Which brings us neatly to the Antiquities activity, brand new for Greymoor, which sees you using a special magical device to locate lost treasures via some interesting little excavation minigames and exploratory side quests. It’s an unexpected and unique addition for sure, and gives you something to do once the relatively brief story is over.

TESO: Greymoor 002

Harrowstorms are also a new event, though not a particularly new concept, and can be found or avoided relatively easily once they pop up on the map. They work like Fortnite’s eponymous storm, transferring anything in them into violent zombie-like monsters, and are a decent source of XP and loot if you find yourself at a loss for things to do. They do feed into the story, but will persist beyond it for the sake of the grind.

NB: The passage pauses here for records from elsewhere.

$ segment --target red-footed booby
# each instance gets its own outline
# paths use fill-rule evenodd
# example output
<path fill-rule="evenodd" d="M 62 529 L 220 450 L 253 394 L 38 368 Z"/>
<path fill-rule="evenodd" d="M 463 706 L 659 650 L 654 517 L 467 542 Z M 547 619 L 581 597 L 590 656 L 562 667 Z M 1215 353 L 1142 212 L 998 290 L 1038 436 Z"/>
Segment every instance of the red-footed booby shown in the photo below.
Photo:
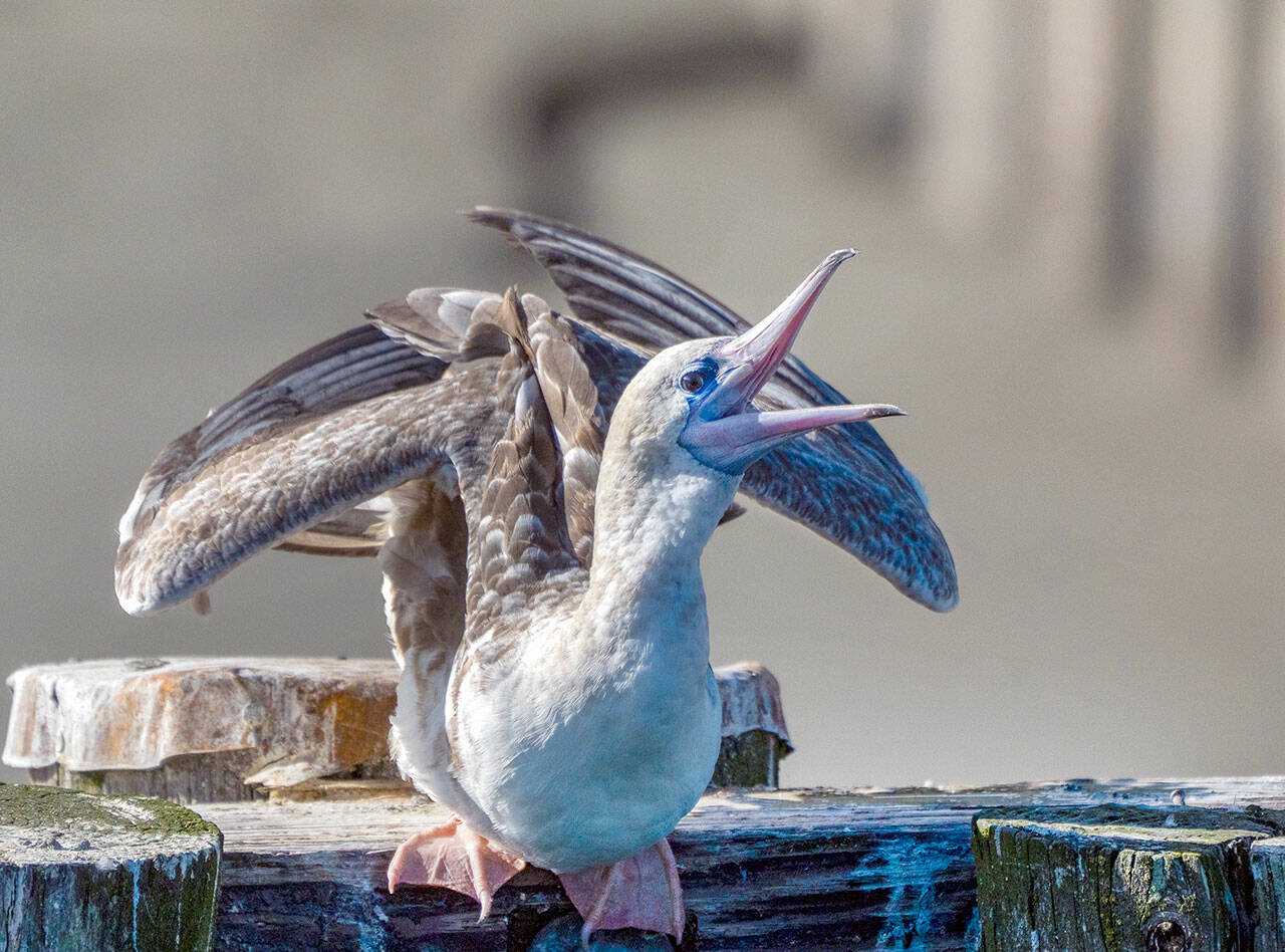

It’s no exaggeration to say that Greymoor’s biggest draw is the return to Skyrim. It’s immediately familiar, oddlly comforting despite its subzero temperatures, and looks as beautiful and frigid as it ever did. Producing a new story about vampires in the north feels a little like fan service (and indeed, Dawnguard is probably one of the highlights of all Elder Scrolls DLC), but it pulls it off.

Newcomers may struggle to find their feet, but my advice is to keep pushing on, focus on one quest at a time, and just enjoy it. Greymoor offers a lot of new content for groups, but it also feels so much like Skyrim that playing alone feels great. The atmosphere is spot on, and even the less interesting quests offer up some beautiful scenery. And let’s be honest, that’s why you’ve come anyway, isn’t it?


It's great to be back in Skyrim
Lyris is awesome
Changes to vampirism are welcome


Overwhelming for newcomers
Lots of chasing leads
Doesn't do anything really new

Editor Rating
Our Score


In Short

The atmosphere is spot on, and even the less interesting quests offer up some beautiful scenery. And let's be honest, that's why you've come anyway, isn't it?